Llegamos, por último, al ático, que alberga la descomunal biblioteca matriz. Hay libros por todas partes: en cajas, sobre repisas, encima de pequeñas mesas, apilados por el suelo… Pero el poeta sabe dónde está todo: “Ahí Valle-Inclán; ahí Vallejo, y Neruda en primeras ediciones; aquí Juan Ramón…” Veo el Boletín de la Fundación Federico García Lorca y aprovecho para aproximarme a él de algún modo: le indico que ambos hemos publicado juntos en un mismo número, el 16, de 1994. Además, le señalo que hay una errata gruesa en el título de uno de sus poemas, donde el laurel ha sido cambiado por un ángel. Lo comprueba. “Pues tiene usted razón”. Y van dos. Hablamos de su generación, en la que le confieso que me han interesado sobre todo, por diversos motivos, la voz de Claudio Rodríguez (la celebración), la de José Ángel Valente (la contemplación) y la suya (la elegía). “No olvide usted a Gil de Biedma”. Claro que no lo olvido, pero creo que el valor de su poesía ha sido magnificado por la crítica oficial, pienso sin decirlo. “Solo me interesa la poesía que surge de la vida, que es vida”, resume él. Señalo la presencia del Cossío, y él me confirma su afición a los toros y al fútbol. Todo esto es apabullante. “¿No debería alguien catalogar toda la biblioteca, y sus manuscritos y cartas? No sé, tal vez algún organismo público, alguna Fundación...” La respuesta es obvia: “Imagínese: como si eso pudiera ser una prioridad”.

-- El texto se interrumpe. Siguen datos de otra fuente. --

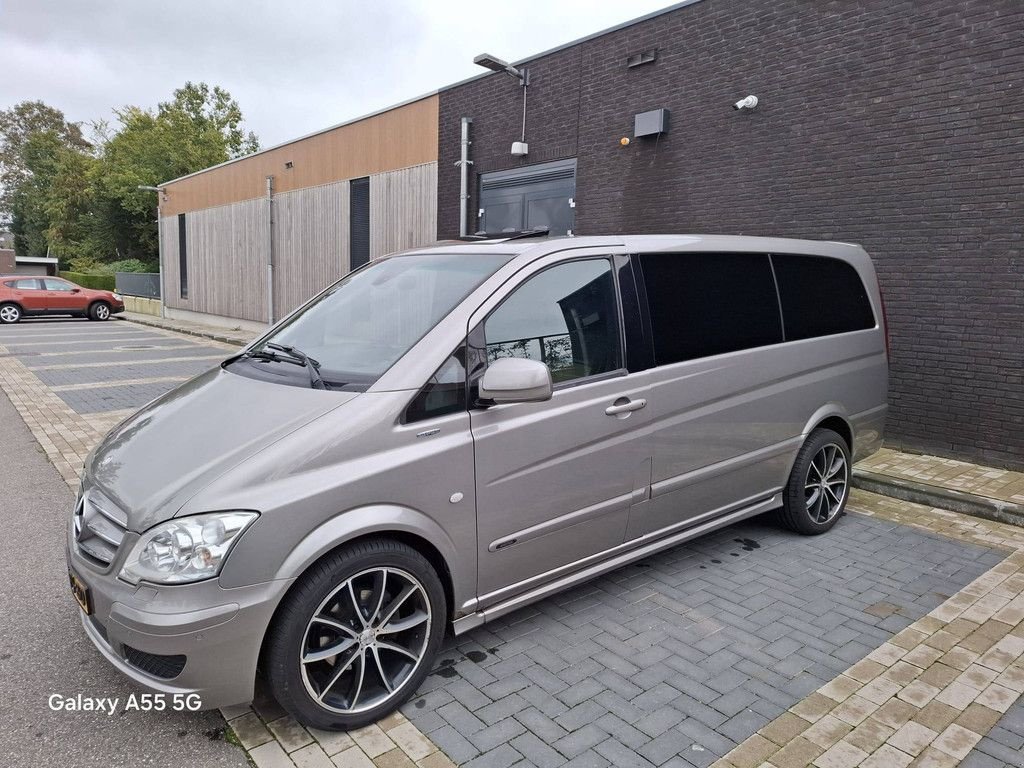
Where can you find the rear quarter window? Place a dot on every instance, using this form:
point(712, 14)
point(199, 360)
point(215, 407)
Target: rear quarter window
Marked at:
point(820, 297)
point(710, 303)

Nos paramos, por fin, ante un cuadro que recoge, junto con una pintura, una reproducción manuscrita por él del último poema de su último libro: “La última costa”. Me confiesa que está satisfecho con ese poema: le quedó como quería.


Hemos visto todo, aunque sea someramente. Bajamos y nos sentamos en torno a una mesa camilla que hay en el zaguán. Intercambiamos libros, separatas, dedicatorias; nos sacamos una foto con el retardador de mi cámara. Lástima: cuando empezaba lo bueno, y el poeta me preguntaba sobre mis andanzas, me contaba anécdotas de su tiempo y sus amigos, abordábamos sus magisterios, sus ideas poéticas, la poesía actual… tengo que irme. Me invita para una segunda ocasión. Salimos, y Brines está preocupado. “Pero hombre, ahora todo eso está muy oscuro. Debería usted haber entrado con el coche”. “No quería irrumpir de esa manera en un lugar sagrado”, contesto. Sonríe una vez más, entre comprensivo y severo: “La próxima vez no lo dude, venga hasta la casa con el coche”. Me alejo andando por la pista en oscuridad absoluta, sintiendo la presencia alta y estática de las palmeras, iluminando apenas mis pasos con la pantalla del móvil encendido. Antes de girar en el recodo de noventa grados, vuelvo la vista atrás: bajo el tenue farolillo de la puerta de entrada, el poeta permanece inmóvil, escrutando inquieto la espesa penumbra, incapaz ya de ver cómo me fundo a la noche.

LA ÚLTIMA COSTA

Había una barcaza, con personajes torvos,
en la orilla dispuesta. La noche de la tierra,
sepultada.
                Y más allá aquel barco, de luces mortecinas,
en donde se apiñaba, con fervor, aunque triste,
un gentío enlutado.
                              Enfrente, aquella bruma
cerrada bajo un cielo sin firmamento ya.
Y una barca esperando, y otras varadas.

Llegábamos exhaustos, con la carne tirante, algo seca.
Un aire inmóvil, con flecos de humedad,
                                                                 flotaba en el lugar.
Todo estaba dispuesto.
                                     La niebla, aún más cerrada,
exigía partir. Yo tenía los ojos velados por las lágrimas.
Dispusimos los remos desgastados
y como esclavos, mudos,
empujamos aquellas aguas negras.

Mi madre me miraba, muy fija, desde el barco
en el viaje aquel de todos a la niebla.